- Describe your company in one paragraph.
Multiverse Computing is the leading compressed AI model provider. The company’s deep expertise in quantum software and AI led to the development of CompactifAI, a revolutionary AI model compressor. CompactifAI compresses LLMs by up to 95% with only 2-3% precision loss. The company now offers compressed AI models that reduce computing requirements and unleash new use cases for AI across industries.
Multiverse Computing is headquartered in Donostia, Spain, with offices across Europe, the U.S., and Canada. For more information, visit multiversecomputing.com
- What challenge are you addressing under the O-CEI Horizon’s first Open Call, and how is your proposal relevant to the challenge?
We are addressing Challenge P3C4 (Pilot 3), tackling the critical bottleneck in deploying AI for smart electric vehicle (EV) fleet management: the lack of rich, granular, and shareable time-series data. Optimizing depot charging, Vehicle-to-Grid (V2G) participation, and PV-coupled energy systems requires vast amounts of operational data. However, real-world data is severely restricted by privacy regulations (GDPR), fragmented across subsystems, and critically lacks rare but high-risk “edge cases” (e.g., simultaneous fast-charging peaks or sudden solar drops). Standard, brute-force generative AI fails here because it merely mimics statistical patterns, often producing physically impossible energy scenarios.

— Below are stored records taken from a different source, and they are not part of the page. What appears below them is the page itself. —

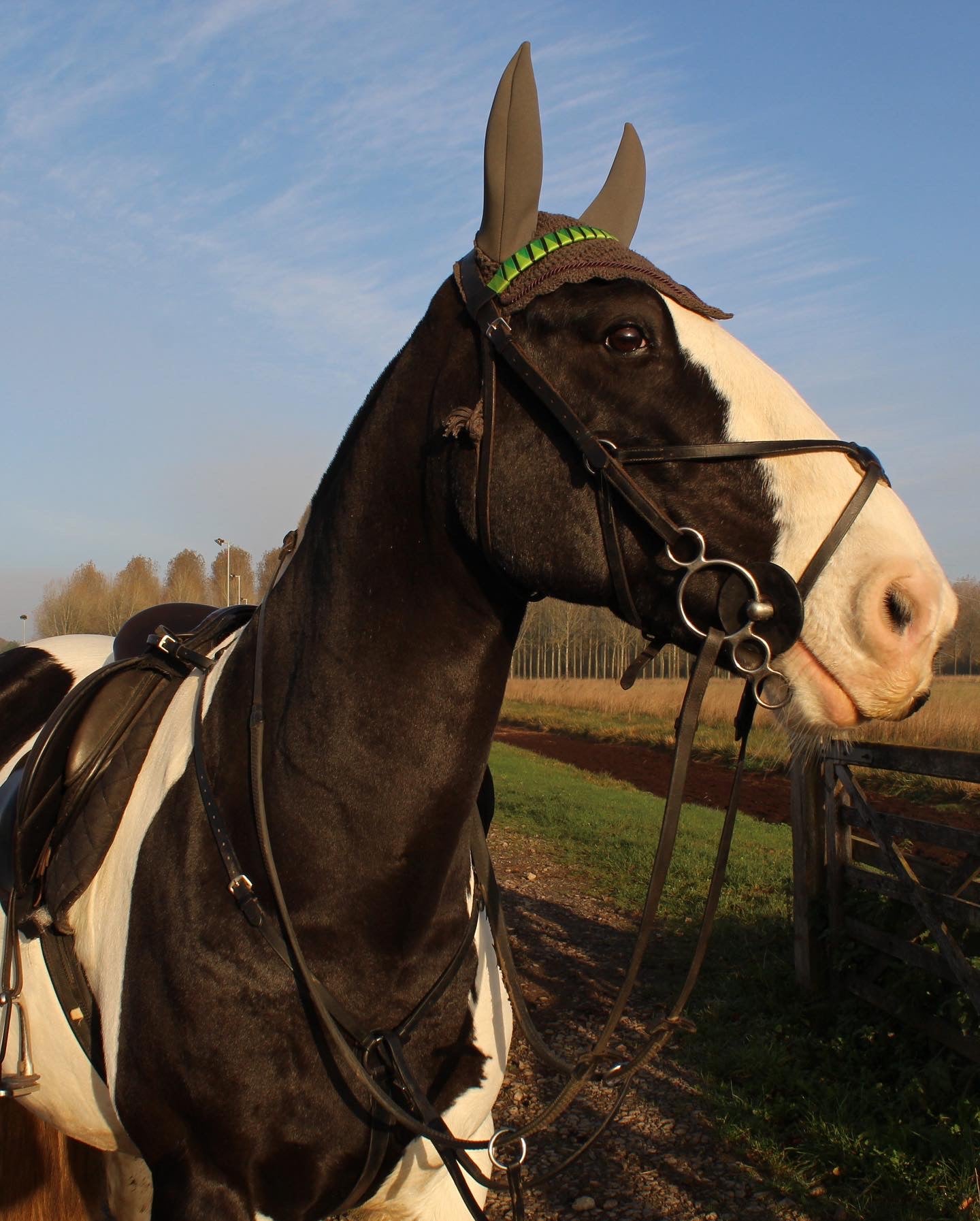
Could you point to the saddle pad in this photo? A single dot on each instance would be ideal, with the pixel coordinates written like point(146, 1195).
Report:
point(84, 766)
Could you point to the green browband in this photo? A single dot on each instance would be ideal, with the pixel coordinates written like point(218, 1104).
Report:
point(537, 249)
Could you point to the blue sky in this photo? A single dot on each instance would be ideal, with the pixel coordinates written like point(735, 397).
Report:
point(220, 219)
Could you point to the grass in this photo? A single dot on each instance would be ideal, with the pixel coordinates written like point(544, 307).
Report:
point(823, 1096)
point(602, 711)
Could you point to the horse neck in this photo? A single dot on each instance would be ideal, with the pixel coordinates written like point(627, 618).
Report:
point(385, 655)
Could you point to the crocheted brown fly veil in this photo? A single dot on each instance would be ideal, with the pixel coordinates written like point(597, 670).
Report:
point(524, 253)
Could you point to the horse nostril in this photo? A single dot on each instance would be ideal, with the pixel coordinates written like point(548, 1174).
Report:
point(898, 608)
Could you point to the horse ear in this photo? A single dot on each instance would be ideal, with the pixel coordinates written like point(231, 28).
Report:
point(618, 206)
point(512, 163)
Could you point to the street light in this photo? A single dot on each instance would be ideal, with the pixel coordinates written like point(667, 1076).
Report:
point(224, 542)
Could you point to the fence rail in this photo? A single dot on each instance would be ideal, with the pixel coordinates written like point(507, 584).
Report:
point(921, 875)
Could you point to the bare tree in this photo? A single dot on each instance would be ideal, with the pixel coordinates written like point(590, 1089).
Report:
point(267, 567)
point(187, 581)
point(133, 589)
point(80, 604)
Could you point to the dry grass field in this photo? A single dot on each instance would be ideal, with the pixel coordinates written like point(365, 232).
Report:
point(950, 719)
point(601, 709)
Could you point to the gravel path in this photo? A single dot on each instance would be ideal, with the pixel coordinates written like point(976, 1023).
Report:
point(662, 1159)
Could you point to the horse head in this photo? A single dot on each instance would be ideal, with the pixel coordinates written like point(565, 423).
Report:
point(620, 370)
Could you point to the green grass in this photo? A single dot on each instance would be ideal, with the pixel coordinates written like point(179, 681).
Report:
point(806, 1086)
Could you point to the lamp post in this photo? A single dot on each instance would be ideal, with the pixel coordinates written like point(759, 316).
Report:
point(224, 542)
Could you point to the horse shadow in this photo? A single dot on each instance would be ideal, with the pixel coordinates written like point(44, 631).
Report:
point(661, 1158)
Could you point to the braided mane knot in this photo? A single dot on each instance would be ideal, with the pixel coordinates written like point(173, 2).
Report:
point(466, 418)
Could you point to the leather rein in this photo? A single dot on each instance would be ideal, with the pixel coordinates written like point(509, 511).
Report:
point(376, 1060)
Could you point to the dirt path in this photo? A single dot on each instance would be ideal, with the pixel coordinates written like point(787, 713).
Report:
point(764, 795)
point(662, 1159)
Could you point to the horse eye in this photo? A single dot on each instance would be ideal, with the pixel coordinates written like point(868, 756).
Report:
point(626, 340)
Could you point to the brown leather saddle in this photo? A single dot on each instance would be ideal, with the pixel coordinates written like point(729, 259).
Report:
point(81, 770)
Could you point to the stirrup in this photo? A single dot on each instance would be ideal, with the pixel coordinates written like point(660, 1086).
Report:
point(18, 1084)
point(24, 1081)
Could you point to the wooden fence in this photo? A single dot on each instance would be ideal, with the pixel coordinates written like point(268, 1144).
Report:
point(878, 895)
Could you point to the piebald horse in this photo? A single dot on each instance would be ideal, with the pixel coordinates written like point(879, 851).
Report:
point(387, 639)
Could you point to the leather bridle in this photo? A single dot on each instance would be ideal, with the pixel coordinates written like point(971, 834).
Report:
point(376, 1059)
point(773, 596)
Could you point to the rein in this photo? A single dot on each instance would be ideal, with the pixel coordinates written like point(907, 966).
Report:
point(774, 598)
point(375, 1059)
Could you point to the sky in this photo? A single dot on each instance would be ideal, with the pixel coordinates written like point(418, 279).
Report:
point(220, 219)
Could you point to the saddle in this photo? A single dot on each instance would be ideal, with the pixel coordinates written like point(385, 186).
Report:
point(63, 805)
point(80, 773)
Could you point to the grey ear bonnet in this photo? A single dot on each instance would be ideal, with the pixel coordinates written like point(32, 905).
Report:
point(527, 253)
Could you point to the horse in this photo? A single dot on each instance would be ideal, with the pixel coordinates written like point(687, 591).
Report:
point(463, 487)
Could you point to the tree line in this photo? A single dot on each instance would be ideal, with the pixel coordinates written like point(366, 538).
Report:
point(92, 601)
point(557, 640)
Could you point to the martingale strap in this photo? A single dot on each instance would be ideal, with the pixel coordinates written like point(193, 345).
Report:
point(375, 1059)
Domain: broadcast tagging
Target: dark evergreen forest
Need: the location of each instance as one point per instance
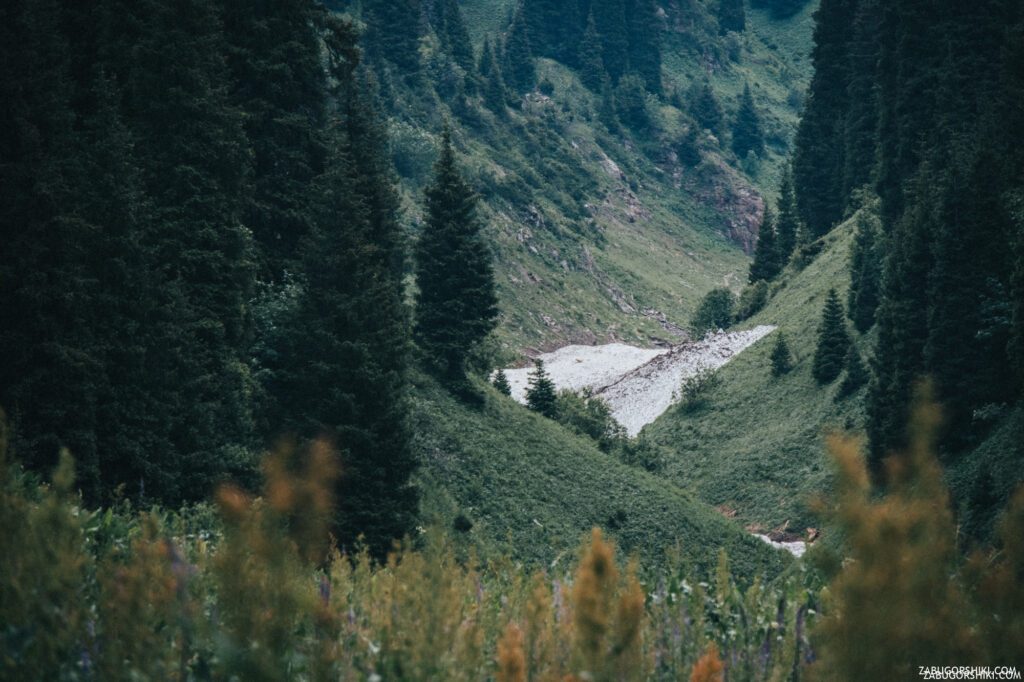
(915, 109)
(202, 251)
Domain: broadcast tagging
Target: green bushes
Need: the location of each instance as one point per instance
(697, 388)
(263, 597)
(715, 312)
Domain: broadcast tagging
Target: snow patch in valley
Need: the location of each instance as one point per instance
(638, 384)
(796, 548)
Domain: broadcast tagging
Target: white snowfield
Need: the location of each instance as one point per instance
(638, 384)
(796, 548)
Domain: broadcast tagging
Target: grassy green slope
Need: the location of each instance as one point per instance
(595, 235)
(532, 491)
(758, 448)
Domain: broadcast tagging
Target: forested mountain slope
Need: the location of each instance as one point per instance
(605, 229)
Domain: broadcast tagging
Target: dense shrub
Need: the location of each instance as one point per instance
(715, 312)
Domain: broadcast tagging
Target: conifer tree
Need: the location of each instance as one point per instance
(856, 375)
(195, 163)
(608, 112)
(688, 148)
(747, 135)
(818, 162)
(631, 102)
(781, 357)
(706, 110)
(521, 72)
(47, 364)
(340, 366)
(609, 15)
(541, 395)
(766, 264)
(285, 113)
(861, 123)
(494, 86)
(834, 342)
(501, 382)
(592, 72)
(865, 271)
(731, 15)
(787, 223)
(456, 305)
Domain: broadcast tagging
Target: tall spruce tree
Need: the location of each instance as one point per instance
(865, 270)
(609, 15)
(393, 32)
(48, 367)
(195, 162)
(521, 72)
(766, 264)
(501, 382)
(285, 111)
(495, 96)
(834, 341)
(456, 304)
(592, 72)
(340, 364)
(818, 161)
(706, 110)
(787, 223)
(860, 125)
(902, 324)
(747, 134)
(856, 375)
(541, 395)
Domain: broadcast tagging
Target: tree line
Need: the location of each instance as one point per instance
(203, 250)
(913, 114)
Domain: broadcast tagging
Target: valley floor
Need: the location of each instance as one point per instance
(638, 384)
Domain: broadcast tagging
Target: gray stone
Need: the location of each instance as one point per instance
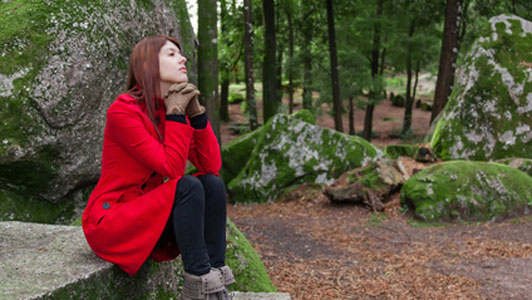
(41, 261)
(489, 113)
(62, 63)
(290, 152)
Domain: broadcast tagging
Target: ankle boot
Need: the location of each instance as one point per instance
(203, 287)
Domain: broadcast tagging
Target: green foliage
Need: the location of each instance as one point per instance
(465, 190)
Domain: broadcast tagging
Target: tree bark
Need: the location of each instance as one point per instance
(407, 121)
(291, 66)
(208, 62)
(224, 90)
(307, 58)
(270, 101)
(248, 64)
(337, 102)
(368, 118)
(448, 56)
(351, 117)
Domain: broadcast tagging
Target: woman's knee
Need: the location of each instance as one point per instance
(214, 183)
(189, 184)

Our solution, SynthiaFleet, solves this by delivering a constraint-aware, privacy-preserving synthetic data generator. We differentiate our approach by leveraging our core expertise in physics-based AI and Tensor Networks. Instead of relying on blind statistical replication, we embed actual physical constraints—State of Charge (SoC) dynamics, depot power limits, and weather-dependent PV curves—directly into the generative process. Furthermore, we integrate strict Differential Privacy to ensure the synthetic datasets are entirely decoupled from real, identifiable fleet behaviors, enabling safe, federated data sharing across the Cloud-Edge-IoT continuum. Finally, SynthiaFleet’s edge-case module systematically extrapolates extreme, under-represented operational stress conditions, ensuring that downstream algorithms are trained for real-world reliability, not just average-case scenarios.
- What is the expected impact of your proposal?

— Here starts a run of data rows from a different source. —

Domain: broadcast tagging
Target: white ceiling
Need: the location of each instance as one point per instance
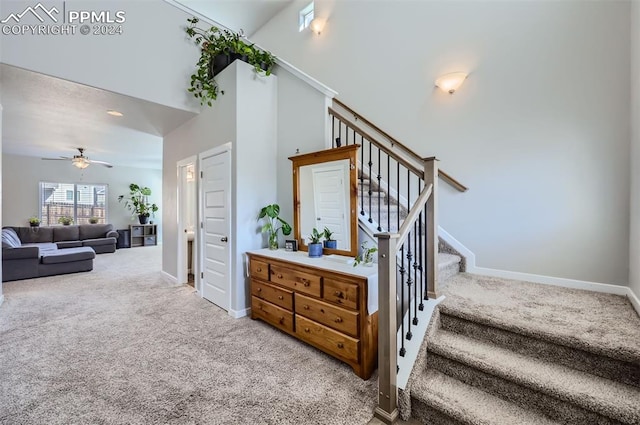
(45, 116)
(245, 15)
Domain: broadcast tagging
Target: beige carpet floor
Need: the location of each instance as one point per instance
(120, 345)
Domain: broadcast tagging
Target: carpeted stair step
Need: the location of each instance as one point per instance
(565, 394)
(534, 346)
(442, 400)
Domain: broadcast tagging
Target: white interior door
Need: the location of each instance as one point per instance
(328, 192)
(215, 191)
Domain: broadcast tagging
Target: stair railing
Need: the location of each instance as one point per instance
(405, 186)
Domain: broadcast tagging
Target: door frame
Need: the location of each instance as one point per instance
(227, 147)
(181, 175)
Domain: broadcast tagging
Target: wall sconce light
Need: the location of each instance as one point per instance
(450, 82)
(317, 25)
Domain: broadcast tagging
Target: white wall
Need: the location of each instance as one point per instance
(152, 59)
(539, 131)
(22, 174)
(634, 233)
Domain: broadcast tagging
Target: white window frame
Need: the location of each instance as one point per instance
(305, 17)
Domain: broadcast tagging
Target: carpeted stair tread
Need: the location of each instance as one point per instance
(599, 323)
(608, 398)
(469, 405)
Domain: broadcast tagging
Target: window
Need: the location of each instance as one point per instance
(305, 17)
(80, 201)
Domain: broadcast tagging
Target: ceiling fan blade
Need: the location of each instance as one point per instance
(106, 164)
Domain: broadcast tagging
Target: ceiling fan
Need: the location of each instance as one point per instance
(80, 161)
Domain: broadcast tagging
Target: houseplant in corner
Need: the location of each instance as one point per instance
(138, 202)
(271, 213)
(328, 242)
(315, 246)
(218, 48)
(366, 256)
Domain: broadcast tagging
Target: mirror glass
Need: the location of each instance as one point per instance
(325, 191)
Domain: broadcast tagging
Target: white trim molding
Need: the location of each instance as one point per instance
(236, 314)
(169, 277)
(535, 278)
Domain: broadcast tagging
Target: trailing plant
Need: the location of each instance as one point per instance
(272, 214)
(214, 42)
(366, 256)
(315, 236)
(138, 202)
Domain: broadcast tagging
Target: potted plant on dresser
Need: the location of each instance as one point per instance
(315, 244)
(328, 241)
(138, 202)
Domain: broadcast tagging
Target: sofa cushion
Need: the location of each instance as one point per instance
(68, 255)
(94, 231)
(98, 242)
(66, 233)
(10, 238)
(34, 234)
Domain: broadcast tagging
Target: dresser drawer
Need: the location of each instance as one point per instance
(272, 314)
(296, 280)
(335, 317)
(338, 344)
(343, 293)
(259, 270)
(278, 296)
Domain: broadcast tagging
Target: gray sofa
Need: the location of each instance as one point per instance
(29, 252)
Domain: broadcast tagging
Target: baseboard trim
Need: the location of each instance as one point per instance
(170, 278)
(236, 314)
(635, 301)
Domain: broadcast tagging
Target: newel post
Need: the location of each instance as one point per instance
(431, 177)
(387, 410)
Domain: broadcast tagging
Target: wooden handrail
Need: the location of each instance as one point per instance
(377, 144)
(444, 176)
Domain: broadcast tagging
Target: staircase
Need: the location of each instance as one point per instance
(507, 352)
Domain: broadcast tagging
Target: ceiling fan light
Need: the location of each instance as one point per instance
(80, 162)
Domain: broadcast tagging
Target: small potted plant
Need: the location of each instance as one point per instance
(366, 256)
(315, 246)
(328, 241)
(271, 214)
(65, 220)
(138, 202)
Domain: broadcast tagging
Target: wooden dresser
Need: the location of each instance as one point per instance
(319, 301)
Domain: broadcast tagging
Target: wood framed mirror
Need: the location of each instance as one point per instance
(325, 192)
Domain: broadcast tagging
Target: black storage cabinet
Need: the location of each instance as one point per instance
(124, 239)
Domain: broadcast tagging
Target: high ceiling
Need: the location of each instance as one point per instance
(48, 117)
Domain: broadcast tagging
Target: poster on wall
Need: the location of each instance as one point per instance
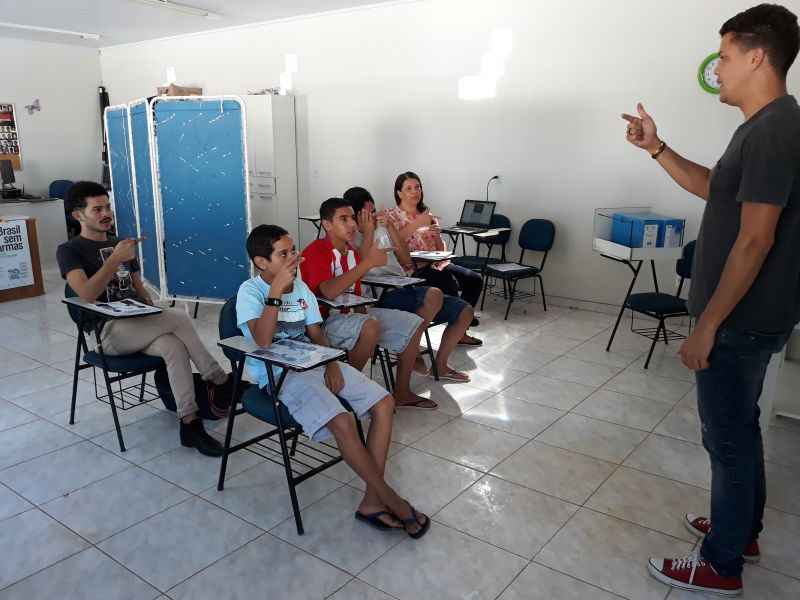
(16, 269)
(9, 136)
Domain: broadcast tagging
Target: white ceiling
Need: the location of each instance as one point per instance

SynthiaFleet delivers a dual impact: enabling a faster, safer transition to electrified mobility while promoting responsible, Trustworthy AI under the EU AI Act.
Commercially, we are establishing a highly scalable “Generator-as-a-Service” for the O-CEI Marketplace and the broader European market. By providing physically plausible synthetic data, we remove the primary roadblock for grid operators, logistics fleets, and digital-twin vendors who need to train advanced algorithms but are blocked by data scarcity. This accelerates the deployment of AI-driven energy management systems across Europe.
Environmentally, SynthiaFleet acts as a catalyst for Green AI. Directly, it eliminates the need for energy-intensive, physical load testing by providing high-fidelity digital testing environments. Indirectly, the optimization algorithms trained on our synthetic data will allow fleets to shift demand to low-carbon hours, maximize the utilization of local solar generation, and enable reliable Vehicle-to-Grid (V2G) participation. This prevents unnecessary battery degradation and reduces reliance on fossil-heavy grid imports.
Socially, SynthiaFleet strengthens data sovereignty and societal trust. By embedding Differential Privacy into our generative mechanics, we ensure sensitive corporate and behavioral data is never exposed. We allow innovators to build high-stakes mobility solutions without compromising individual privacy. Through SynthiaFleet, we prove that the European AI ecosystem does not need to rely on brute-force data harvesting; instead, we can use smart, physics-based generation to achieve superior, privacy-respecting results.